Id. at 2787 (internal citations omitted).

The dissent raises at least two concerns.  First, whether litigants whose arbitration agreement(s) contain a similar delegation provision will ever be able to obtain a court hearing on issues of the validity of the arbitration agreement.  And second, whether courts will apply the same level of severability outside the delegation context.  For example, whether a litigant arguing that her arbitration agreement is unconscionable must argue that the particular sentence saying “any and all disputes arising out of this agreement shall be heard in arbitration” is unconscionable, instead of arguing that the other sentences describing the arbitral processes are unconscionable.

One Year of Application

In reviewing a full year of state and federal case law applying the Rent-A-Center decision (thank goodness for excellent summer associates!), we found no case applying its hard-line approach to an arbitration agreement without a delegation provision.  At least to date, then, courts applying Rent-A-Center have generally heeded that particular concern from the dissenting Justices.  Litigants without a delegation provision are unlikely to have to parse their arguments relating to the enforceability of the arbitration agreement as finely as they would have to if their arbitration agreement contained a delegation provision.

However, it is certainly true that Rent-A-Center has made it nearly impossible for litigants with a delegation provision in their arbitration clause to have a court hear their allegations that the arbitration agreement as a whole is invalid.  Numerous federal and state courts have sent those types of claims to arbitration in the past year, relying on the Rent-A-Center decision.  The only litigant who avoided that fate was one who wisely alleged that the delegation provision itself was invalid.  Howard v.

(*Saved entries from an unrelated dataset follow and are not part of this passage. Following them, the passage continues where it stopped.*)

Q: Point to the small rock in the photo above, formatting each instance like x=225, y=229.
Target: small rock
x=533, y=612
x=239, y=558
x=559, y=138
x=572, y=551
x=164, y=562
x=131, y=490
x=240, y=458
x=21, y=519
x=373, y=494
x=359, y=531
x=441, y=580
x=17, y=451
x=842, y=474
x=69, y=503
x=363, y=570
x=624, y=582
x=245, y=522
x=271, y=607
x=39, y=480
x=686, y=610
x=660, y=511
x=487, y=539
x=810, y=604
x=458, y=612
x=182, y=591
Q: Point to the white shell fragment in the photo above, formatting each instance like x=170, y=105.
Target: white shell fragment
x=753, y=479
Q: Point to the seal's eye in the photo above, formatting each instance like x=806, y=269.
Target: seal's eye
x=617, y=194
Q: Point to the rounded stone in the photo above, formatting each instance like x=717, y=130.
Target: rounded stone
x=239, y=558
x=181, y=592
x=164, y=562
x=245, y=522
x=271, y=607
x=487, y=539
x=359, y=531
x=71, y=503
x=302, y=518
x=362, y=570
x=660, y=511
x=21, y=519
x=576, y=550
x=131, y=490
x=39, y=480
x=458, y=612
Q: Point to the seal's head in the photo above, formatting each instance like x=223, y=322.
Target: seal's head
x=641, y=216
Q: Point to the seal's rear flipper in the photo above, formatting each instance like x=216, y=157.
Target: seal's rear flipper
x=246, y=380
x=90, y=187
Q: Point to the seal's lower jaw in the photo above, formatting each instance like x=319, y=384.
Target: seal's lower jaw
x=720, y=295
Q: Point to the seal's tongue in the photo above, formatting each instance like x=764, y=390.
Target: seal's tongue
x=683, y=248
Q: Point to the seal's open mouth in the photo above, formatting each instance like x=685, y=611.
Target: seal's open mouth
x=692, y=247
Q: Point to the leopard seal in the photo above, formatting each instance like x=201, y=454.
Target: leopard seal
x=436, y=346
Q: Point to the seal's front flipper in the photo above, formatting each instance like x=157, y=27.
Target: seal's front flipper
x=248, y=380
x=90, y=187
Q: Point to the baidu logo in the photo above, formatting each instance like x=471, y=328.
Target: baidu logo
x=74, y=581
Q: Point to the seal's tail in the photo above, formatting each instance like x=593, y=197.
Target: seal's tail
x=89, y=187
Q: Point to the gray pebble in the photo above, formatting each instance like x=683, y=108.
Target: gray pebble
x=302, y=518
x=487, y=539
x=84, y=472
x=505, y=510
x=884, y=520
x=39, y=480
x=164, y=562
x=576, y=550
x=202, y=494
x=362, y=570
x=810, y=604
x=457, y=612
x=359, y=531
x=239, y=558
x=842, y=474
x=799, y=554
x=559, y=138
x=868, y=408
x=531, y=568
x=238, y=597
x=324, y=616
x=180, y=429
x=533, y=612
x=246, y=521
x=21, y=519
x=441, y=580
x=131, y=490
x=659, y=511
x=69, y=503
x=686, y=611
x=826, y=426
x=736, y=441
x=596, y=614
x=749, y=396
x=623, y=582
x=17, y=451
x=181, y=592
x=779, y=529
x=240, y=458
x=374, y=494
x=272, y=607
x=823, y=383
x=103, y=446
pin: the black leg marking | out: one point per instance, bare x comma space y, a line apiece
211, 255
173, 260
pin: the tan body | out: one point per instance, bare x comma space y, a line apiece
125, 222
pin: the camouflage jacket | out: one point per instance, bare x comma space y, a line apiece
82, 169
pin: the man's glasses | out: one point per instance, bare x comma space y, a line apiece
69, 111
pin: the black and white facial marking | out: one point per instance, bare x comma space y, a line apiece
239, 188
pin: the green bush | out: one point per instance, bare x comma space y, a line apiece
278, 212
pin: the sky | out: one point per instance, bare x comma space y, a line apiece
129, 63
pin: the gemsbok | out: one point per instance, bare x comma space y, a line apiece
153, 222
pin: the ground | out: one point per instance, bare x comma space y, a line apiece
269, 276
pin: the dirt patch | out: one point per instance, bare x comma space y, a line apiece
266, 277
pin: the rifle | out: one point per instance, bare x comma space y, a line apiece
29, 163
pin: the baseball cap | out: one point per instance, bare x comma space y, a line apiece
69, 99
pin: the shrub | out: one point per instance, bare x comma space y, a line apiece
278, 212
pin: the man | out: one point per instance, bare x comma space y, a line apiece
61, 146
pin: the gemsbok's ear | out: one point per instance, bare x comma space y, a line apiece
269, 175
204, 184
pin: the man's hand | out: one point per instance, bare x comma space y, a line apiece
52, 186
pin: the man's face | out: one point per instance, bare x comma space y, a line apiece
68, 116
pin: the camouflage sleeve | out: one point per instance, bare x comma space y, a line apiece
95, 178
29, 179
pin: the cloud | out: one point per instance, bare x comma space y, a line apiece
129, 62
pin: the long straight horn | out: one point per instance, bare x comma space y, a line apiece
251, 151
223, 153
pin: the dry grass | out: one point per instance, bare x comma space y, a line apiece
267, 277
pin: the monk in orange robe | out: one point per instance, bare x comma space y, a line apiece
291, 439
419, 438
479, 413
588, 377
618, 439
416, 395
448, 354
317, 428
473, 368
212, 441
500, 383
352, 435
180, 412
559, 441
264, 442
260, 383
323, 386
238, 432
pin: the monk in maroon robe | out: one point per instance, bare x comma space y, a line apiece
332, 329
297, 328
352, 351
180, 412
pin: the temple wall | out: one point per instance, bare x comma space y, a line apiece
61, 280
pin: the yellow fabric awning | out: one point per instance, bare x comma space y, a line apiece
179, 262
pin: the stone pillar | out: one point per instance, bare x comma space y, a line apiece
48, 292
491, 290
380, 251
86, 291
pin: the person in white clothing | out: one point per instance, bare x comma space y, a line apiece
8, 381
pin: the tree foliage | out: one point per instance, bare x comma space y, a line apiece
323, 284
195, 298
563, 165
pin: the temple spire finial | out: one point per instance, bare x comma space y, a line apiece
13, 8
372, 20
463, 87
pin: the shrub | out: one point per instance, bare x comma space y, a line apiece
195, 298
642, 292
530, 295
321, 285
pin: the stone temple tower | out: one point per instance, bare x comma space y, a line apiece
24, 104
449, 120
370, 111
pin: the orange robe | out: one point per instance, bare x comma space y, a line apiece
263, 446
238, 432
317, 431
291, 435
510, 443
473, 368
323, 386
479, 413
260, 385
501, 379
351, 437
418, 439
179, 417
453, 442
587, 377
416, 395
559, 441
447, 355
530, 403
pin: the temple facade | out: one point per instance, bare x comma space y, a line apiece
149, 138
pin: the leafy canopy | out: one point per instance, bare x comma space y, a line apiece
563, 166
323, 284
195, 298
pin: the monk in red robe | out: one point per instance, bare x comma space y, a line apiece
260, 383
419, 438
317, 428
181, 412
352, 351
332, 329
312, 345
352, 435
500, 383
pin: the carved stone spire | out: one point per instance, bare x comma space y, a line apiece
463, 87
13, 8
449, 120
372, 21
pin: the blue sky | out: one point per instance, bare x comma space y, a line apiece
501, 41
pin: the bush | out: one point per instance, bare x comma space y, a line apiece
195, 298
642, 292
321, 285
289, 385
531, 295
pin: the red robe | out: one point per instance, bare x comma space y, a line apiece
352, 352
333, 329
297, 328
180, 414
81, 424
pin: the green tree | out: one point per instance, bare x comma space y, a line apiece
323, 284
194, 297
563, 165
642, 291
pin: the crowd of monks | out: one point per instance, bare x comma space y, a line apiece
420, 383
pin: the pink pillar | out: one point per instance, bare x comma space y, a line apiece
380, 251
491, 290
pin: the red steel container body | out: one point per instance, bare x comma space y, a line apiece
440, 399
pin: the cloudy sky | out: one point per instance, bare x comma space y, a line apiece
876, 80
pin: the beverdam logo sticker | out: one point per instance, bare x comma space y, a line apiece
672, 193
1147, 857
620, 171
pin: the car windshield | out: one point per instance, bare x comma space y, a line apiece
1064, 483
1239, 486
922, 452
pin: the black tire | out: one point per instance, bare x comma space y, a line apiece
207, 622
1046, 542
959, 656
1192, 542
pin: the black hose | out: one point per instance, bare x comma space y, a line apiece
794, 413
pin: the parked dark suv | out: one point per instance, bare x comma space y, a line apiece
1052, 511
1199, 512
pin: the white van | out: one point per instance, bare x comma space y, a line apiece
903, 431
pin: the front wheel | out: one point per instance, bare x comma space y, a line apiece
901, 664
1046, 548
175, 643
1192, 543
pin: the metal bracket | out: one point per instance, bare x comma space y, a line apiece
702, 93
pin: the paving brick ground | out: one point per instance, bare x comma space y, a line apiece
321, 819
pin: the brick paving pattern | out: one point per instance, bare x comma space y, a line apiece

Rent-A-Center, Inc., No. 1:10-CV-103, 2010 WL 3009515, at *1 (E.D. Tenn. July 28, 2010).  The victory was short-lived, however—while the Court agreed it was authorized to decide the gateway issue of the validity of the delegation clause, it quickly concluded the delegation clause was valid and “allowing arbitrators [t]o] determine their own jurisdiction is neither contrary to the public policy nor unconscionable.”  Id. at *5.